A December To Forget For Equity ETFs

Historically, stocks perform well in the month of December, but that reputation was betrayed in significant fashion in 2018.

On a total return basis, which includes paid dividends, the SPDR S&P 500 ETF SPY, the world's largest exchange traded fund, lost 10 percent last month. Underscoring the weakness in U.S. equities to end 2018 is the point that SPY was far from being the worst offender among domestic broad market ETFs.

What Happened

Another point paints the picture of just how bad things were for U.S. stocks last month: the only other December on record that was worse for the S&P 500 than December 2018 was December 1931 when the index tumbled 14.5 percent.

“However, the widespread losses across sectors, styles and sizes in the broad U.S. equity market was remarkable with every major segment down in December,” said S&P Dow Jones Indices Managing Director Jodie Gunzberg in a recent note. “Only 9 times in history has every segment of the U.S. equity market lost in a month (with all sector data starting in 1995 and style data in 1997.) Those months were Aug. 2015, Sep. 2011, May and Jun. 2010, Jan. and Feb. 2009, Oct. 2008, and Jul. and Sep, 2002.”

Why It's Important

As Gunzberg points out, mid- and small-caps weren't immune from the December downdraft. The iShares Core S&P Mid-Cap ETF IJH, which tracks the S&P MidCap 400 Index, dropped 12.1 percent on a total return basis last month. The iShares Core S&P Small-Cap ETF IJR, which targets the S&P SmallCap 600 Index, fell 12.7 percent in December.

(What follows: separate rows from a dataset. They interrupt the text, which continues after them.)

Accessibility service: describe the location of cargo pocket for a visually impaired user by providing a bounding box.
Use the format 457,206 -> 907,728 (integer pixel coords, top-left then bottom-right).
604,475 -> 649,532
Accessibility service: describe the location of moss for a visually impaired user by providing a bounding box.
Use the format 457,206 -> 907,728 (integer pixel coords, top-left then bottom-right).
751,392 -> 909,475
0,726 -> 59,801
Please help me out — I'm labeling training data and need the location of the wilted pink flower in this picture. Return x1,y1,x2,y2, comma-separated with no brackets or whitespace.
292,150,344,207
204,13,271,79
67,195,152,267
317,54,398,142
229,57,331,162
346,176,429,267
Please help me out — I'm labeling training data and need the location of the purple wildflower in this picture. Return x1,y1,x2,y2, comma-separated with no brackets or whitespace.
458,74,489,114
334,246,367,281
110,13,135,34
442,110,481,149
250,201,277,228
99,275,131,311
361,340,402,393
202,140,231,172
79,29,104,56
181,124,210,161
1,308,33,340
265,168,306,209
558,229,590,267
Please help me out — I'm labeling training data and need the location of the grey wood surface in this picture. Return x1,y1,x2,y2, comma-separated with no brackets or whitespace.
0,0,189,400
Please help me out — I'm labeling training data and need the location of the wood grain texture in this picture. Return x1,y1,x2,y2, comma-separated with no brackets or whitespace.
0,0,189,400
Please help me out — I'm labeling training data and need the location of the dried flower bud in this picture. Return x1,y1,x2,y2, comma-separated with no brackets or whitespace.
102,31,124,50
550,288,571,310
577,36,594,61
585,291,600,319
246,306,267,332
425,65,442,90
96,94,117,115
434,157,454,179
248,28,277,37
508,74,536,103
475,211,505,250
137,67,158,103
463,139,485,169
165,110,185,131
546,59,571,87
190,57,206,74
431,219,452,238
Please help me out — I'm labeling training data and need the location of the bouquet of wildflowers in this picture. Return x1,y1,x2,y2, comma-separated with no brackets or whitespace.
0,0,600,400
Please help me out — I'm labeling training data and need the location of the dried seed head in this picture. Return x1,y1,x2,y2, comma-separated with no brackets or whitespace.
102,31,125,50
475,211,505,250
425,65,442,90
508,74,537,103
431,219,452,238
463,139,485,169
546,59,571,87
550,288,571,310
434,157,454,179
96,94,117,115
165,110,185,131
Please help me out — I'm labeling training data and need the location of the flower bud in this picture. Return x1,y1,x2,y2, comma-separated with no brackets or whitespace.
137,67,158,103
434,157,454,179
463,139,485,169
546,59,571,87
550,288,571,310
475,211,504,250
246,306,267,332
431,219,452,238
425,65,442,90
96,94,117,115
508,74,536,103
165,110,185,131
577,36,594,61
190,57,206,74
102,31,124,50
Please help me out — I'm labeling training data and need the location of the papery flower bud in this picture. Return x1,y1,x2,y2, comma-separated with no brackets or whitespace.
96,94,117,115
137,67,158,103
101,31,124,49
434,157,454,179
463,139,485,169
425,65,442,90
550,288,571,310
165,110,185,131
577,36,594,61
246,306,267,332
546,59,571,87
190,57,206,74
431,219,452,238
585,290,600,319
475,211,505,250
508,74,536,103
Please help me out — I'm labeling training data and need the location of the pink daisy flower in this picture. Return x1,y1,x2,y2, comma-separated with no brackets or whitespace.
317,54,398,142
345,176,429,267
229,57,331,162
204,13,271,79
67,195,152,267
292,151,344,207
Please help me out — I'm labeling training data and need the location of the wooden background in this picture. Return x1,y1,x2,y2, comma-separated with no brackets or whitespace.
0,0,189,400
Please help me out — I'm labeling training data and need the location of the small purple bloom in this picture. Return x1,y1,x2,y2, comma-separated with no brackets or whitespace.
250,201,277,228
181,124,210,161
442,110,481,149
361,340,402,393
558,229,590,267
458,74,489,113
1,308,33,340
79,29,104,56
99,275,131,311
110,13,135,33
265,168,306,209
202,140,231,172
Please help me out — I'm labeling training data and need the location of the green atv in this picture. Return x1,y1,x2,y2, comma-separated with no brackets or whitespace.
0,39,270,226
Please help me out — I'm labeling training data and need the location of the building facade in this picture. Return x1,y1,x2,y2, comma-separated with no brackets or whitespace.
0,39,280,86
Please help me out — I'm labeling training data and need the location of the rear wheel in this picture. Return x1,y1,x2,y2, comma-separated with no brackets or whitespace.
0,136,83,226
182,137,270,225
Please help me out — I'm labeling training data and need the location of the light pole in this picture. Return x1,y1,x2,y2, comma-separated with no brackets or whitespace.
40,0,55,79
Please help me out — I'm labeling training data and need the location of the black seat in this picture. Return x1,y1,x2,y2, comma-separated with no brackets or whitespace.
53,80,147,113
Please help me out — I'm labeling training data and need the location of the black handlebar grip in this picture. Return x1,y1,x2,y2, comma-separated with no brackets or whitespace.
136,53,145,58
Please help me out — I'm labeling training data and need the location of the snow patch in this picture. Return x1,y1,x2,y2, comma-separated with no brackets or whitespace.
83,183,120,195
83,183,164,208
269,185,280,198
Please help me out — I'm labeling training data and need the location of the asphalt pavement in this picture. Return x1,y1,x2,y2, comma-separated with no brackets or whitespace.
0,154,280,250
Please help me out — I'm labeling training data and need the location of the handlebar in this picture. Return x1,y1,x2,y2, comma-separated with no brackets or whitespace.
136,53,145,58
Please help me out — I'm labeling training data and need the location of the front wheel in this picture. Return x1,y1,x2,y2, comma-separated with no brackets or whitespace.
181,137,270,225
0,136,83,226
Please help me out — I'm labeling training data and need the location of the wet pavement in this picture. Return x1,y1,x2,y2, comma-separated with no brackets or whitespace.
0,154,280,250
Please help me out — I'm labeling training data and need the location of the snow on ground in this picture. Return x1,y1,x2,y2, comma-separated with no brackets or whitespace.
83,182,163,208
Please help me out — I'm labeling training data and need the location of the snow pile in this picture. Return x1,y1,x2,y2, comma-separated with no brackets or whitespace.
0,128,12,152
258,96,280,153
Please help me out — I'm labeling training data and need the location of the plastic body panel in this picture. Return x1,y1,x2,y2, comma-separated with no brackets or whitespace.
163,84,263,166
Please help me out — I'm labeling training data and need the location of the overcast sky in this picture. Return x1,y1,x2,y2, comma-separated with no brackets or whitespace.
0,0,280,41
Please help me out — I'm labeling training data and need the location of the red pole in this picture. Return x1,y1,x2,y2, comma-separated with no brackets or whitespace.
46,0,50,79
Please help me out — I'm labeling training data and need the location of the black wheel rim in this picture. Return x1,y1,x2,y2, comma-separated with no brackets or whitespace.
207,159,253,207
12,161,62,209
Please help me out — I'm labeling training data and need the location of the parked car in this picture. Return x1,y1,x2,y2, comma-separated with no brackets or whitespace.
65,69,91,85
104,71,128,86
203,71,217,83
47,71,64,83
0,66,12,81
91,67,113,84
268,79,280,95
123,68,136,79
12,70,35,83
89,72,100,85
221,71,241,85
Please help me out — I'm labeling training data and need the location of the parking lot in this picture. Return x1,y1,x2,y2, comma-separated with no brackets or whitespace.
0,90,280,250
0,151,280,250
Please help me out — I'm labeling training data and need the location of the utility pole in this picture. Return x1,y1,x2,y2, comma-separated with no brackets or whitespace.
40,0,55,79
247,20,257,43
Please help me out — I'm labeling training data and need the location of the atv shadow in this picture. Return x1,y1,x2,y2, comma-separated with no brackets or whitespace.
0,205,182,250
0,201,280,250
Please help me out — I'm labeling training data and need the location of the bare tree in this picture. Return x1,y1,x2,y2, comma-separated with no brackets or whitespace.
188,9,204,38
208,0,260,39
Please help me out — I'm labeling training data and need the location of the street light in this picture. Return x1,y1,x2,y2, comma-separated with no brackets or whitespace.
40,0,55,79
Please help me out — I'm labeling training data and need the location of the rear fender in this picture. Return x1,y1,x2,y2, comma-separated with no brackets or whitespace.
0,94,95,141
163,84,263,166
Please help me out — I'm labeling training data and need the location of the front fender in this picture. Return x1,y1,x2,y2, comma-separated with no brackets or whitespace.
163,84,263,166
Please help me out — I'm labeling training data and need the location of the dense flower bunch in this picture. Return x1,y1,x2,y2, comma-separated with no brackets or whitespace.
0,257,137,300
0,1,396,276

“Not only was every segment of U.S. equities negative in December but 33 of 42 segments had their worst December ever,” said Gunzberg. “For the 9 other segments, 7 recorded their 2nd worst Decembers and 2 had their 3rd worst Decembers.”

For IJH and IJR, December 2018 was the worst December on record for those ETFs and that's saying something because both funds have lengthy track records, having debuted in May 2000.

What's Next

That's hard to forecast, but the Health Care Select Sector SPDR XLV and Utilities Select Sector SPDR XLU were among the sector ETFs that held up fairly well last month.

“What’s next for equities is impossible to know for sure, especially when there has only once been a December this bad,” said Gunzberg. “While the year ended down 6.2% for the S&P 500, its worst in a decade, there were 22 years prior with worse returns.”

History suggests January rebounds often follow dismal Decembers on par with December 2018, but there are some instances in which a bad December was followed by January declines.